CLP300

A small colour laser printer for under £200? What’s the catch?

For creatives, the CLP300 sounds like the perfect proofing device: small format A4, four-pass colour laser, 300dpi, optional network support and cheap to boot. But surely nothing is really so perfect? What’s the catch?

First things first: a four-pass laser printer is always going to take four times longer printing colour than printing black. What astonishes us about the CLP300 is that even its black printing is slow. Quoted at 16ppm, we actually recorded a mono print taking eight seconds – that falls under 8ppm. And when it came to colour, the fastest page output it managed was recorded at 32 seconds; 2ppm. For a laser, this isn’t just sluggish, it’s verging on lifeless.

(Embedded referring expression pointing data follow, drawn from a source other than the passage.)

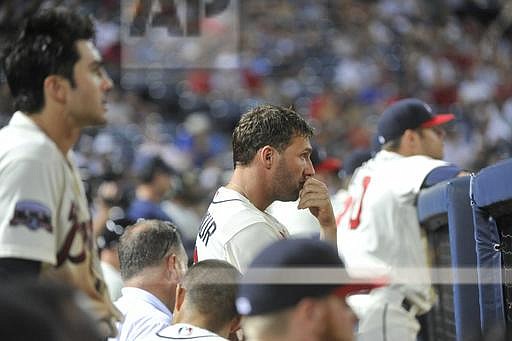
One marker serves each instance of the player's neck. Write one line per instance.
(57, 129)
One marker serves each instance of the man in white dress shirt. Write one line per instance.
(153, 261)
(205, 304)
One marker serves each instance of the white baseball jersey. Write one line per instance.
(45, 216)
(299, 222)
(234, 230)
(185, 331)
(379, 229)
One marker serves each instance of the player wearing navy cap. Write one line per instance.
(380, 230)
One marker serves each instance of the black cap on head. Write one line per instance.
(258, 299)
(410, 113)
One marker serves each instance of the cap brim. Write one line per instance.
(359, 288)
(329, 165)
(438, 120)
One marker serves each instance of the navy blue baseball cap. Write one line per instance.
(410, 113)
(281, 293)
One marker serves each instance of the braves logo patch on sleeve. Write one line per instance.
(32, 214)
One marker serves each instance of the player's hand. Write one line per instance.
(315, 196)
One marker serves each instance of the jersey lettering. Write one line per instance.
(76, 228)
(207, 229)
(356, 220)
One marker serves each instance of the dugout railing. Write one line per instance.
(446, 215)
(491, 199)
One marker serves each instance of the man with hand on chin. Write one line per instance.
(271, 156)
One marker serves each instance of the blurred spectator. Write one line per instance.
(154, 178)
(299, 311)
(153, 261)
(109, 257)
(44, 310)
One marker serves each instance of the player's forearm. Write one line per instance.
(328, 234)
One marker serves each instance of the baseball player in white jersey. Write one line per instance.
(380, 231)
(271, 153)
(55, 76)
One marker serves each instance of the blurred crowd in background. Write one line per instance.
(338, 62)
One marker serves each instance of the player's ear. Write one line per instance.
(180, 297)
(55, 88)
(267, 155)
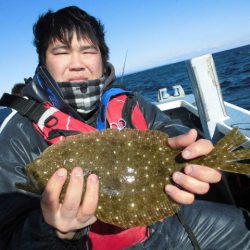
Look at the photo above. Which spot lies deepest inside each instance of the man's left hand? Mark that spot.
(196, 178)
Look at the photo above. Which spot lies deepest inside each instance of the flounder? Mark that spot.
(133, 167)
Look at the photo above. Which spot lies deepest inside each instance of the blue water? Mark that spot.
(233, 69)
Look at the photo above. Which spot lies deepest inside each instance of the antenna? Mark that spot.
(124, 64)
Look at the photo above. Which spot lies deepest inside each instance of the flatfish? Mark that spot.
(133, 167)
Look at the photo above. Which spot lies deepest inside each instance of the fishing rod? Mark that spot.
(124, 65)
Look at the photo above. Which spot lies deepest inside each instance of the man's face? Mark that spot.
(80, 62)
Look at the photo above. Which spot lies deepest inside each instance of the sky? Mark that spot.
(150, 32)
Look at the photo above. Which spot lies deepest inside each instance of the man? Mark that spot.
(72, 76)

Putting the speed issues aside, printing and maintenance are particularly straightforward. The larger black toner cartridge and smaller cyan, magenta and yellow are easily accessible and extremely simple to get in and out.

Cartridge yields are quoted at 2,000 pages for black and 1,000 pages each for CMY. A waste collector needs replacing every 5,000 mono or 1,250 colour pages and the imaging unit is good for 20,000 pages. This is all pretty reasonable, and given the pricing of the cartridges (£26 for colour, £31 for black and £5 for the waste), it’s relatively good value, too.

In terms of quality, laser printing is lagging way behind inkjet at the moment. Still, the CLP300’s results are remarkably good when used on standard settings. And, while tight colour edges flair a touch, and on our first run the blacks and greys were far too heavy, considered simply as a proofing tool, the CLP300 is only let down by its speed.